I got into my car and drove over the dirt roads towards home. In the short jaunt towards town, I formulated a plan. I would quietly enter our house, sneak up to my room, fetch clean clothes and go back downstairs to the bathroom, shower, and clean myself up. Clean myself up? Yep! That was what I was going to do!

However, my mother saw or smelled me coming, I don’t know which. She met me at the door, blocking my way into her house. No, I was not coming into her house the way I was! Instead, she made me go stand in the yard. She got the garden hose and sprayed cold water on me until all the green was washed away. Only then could I enter her house, take my shower, and put on clean clothes.
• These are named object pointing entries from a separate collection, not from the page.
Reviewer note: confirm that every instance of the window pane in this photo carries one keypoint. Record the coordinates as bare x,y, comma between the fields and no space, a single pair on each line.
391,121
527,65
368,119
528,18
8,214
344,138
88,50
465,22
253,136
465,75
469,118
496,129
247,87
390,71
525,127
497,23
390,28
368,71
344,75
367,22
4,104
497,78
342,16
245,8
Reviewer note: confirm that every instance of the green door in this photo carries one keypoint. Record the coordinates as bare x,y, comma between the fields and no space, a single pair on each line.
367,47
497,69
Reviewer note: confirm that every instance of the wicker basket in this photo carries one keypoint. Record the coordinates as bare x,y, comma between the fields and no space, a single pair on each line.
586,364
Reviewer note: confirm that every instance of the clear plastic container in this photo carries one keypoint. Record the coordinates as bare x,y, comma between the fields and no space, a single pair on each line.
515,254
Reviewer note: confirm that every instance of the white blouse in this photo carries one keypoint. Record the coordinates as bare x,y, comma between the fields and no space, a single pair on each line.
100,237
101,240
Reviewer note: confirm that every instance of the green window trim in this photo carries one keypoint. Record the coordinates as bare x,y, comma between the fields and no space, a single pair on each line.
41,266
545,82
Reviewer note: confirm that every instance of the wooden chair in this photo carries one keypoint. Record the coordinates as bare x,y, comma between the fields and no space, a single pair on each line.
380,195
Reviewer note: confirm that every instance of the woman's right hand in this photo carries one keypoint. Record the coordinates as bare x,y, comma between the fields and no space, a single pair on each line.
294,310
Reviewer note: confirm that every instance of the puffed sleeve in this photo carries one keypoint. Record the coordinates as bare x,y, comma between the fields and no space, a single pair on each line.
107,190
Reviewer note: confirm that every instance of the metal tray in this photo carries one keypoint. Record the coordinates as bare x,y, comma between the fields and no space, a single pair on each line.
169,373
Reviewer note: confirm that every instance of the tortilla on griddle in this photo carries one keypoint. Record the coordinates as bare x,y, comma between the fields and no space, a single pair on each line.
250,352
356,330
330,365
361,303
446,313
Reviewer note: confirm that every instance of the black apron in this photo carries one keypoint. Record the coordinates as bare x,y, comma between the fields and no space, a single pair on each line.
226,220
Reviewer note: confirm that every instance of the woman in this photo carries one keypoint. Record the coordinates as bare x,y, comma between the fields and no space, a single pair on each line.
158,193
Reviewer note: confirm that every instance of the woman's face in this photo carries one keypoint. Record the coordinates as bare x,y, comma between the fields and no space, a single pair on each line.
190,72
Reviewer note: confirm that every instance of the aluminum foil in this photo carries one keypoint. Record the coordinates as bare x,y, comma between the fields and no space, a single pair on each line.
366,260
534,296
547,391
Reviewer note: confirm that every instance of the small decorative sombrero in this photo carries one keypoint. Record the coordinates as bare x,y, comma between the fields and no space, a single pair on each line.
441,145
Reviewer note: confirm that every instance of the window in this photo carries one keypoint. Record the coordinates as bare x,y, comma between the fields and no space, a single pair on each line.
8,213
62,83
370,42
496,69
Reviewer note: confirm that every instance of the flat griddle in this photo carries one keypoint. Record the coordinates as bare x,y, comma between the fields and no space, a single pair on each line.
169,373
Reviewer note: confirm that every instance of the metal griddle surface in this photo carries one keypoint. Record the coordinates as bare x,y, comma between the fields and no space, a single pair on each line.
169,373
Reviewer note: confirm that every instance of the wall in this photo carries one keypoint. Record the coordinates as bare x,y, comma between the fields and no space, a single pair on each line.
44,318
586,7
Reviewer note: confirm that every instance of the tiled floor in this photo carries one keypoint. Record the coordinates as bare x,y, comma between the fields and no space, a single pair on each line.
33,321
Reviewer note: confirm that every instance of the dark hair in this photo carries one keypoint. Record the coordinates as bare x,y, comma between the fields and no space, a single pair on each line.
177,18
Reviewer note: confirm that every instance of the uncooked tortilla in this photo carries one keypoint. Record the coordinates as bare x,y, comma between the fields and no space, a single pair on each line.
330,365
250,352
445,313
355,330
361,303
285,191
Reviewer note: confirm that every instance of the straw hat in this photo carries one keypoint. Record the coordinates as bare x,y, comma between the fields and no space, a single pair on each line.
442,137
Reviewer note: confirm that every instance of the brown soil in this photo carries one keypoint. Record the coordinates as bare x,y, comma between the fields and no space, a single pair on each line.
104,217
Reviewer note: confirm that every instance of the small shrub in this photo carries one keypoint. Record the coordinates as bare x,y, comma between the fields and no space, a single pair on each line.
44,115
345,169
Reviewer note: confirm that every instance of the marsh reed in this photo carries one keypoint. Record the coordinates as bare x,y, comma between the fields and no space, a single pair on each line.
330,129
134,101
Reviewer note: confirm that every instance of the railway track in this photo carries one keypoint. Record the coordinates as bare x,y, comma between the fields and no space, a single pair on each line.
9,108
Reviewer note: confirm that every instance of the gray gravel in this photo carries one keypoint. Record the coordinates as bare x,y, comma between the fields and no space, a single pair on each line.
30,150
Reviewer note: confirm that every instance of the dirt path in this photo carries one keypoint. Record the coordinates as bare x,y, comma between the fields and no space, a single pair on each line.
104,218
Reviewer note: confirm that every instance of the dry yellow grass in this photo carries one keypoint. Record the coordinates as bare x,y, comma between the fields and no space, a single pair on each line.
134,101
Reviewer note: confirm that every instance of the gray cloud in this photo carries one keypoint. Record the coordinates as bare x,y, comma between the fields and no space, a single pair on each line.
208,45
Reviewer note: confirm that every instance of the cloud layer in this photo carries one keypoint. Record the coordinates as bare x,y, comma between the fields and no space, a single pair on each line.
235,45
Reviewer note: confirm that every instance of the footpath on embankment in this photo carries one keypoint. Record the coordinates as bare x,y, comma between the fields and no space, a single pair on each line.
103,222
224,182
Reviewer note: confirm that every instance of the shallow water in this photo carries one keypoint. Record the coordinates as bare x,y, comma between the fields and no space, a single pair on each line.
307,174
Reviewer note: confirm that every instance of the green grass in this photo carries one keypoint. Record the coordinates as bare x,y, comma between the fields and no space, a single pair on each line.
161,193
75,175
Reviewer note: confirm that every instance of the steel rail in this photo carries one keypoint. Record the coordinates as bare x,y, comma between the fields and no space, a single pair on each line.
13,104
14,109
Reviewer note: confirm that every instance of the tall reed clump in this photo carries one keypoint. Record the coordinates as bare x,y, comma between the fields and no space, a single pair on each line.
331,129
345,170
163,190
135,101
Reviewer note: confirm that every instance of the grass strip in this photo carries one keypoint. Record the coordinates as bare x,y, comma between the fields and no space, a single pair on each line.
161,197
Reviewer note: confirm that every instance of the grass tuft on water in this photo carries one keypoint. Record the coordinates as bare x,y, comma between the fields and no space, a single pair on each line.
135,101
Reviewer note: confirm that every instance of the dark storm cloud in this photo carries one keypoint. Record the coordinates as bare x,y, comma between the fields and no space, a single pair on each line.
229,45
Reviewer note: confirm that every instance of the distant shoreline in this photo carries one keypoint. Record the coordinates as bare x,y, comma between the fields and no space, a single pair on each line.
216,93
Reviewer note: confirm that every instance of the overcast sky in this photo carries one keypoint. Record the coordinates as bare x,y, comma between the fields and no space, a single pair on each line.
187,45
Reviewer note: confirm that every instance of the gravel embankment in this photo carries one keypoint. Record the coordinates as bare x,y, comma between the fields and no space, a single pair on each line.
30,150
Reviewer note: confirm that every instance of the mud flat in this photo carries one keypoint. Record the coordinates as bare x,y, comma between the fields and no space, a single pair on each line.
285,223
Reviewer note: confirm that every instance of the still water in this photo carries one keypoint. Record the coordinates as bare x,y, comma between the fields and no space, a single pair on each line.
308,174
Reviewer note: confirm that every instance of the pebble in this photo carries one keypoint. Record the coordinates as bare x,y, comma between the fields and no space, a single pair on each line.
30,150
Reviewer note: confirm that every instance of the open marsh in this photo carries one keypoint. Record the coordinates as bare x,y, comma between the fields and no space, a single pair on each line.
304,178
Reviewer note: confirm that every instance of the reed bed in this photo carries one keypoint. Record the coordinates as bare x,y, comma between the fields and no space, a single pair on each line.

I was a sinner, all covered in shame,
Lost and defiled, with no merit to claim.
But somehow, God still loved me, in spite of my sins. Saved me, He redeemed me and He cleansed me within. John W Peterson

There is something worse than being covered with cow manure. Sin! Jeremiah 17:9 tells us that our heart is deceitful and desperately wicked. Another translation says our heart is beyond cure! Isiah 64:6 tells us that the best we can do is, to God’s eyes, nothing but filthy rags. Some versions of the Bible translate that like rags that come off an oozing, festering sore. That is gross! Romans 3:23 states that all of us have sinned and come short of the glory of God. None of us can make it to Heaven because of our sin!

We all do bad things, deeds that don’t please God. We might even admit it and say, “I’ve sinned,” but we justify it thinking, “It was just a white lie! I’m not so bad! ” Or, “That guy over there is a bigger sinner than I am!” We think we can clean ourselves up so that God will accept us. Others think that if the good they do in this life outweighs the bad things they do, then God will let them into his Heaven.

Remember our hearts are deceitful and desperately wicked. Our heart doesn’t tell us the truth. We can’t make it on our own. We must do it God’s way!

Titus3:5 tells us that salvation is not by works of righteousness (the good things we do) that He saves us, but because of His mercy. We must come to God his way. Just as I had to stand in the yard and let my mother wash the filth off my clothes to her satisfaction before she would let me enter her house, so God says we must be washed clean by the blood of His Son, Jesus Christ. 1 John 1:7 tells us that the blood of Jesus Christ his Son, cleanses us from all sin. Only then can we enter Heaven and spend eternity with God!

Lay aside your garments that are stained with sin
And be washed in the blood of the Lamb
There’s a fountain flowing for the soul unclean
O, be washed in the blood of the Lamb!

Are you washed in the blood
In the soul-cleansing blood of the Lamb?
Are your garments spotless, are they white as snow?
Are you washed in the blood of the Lamb?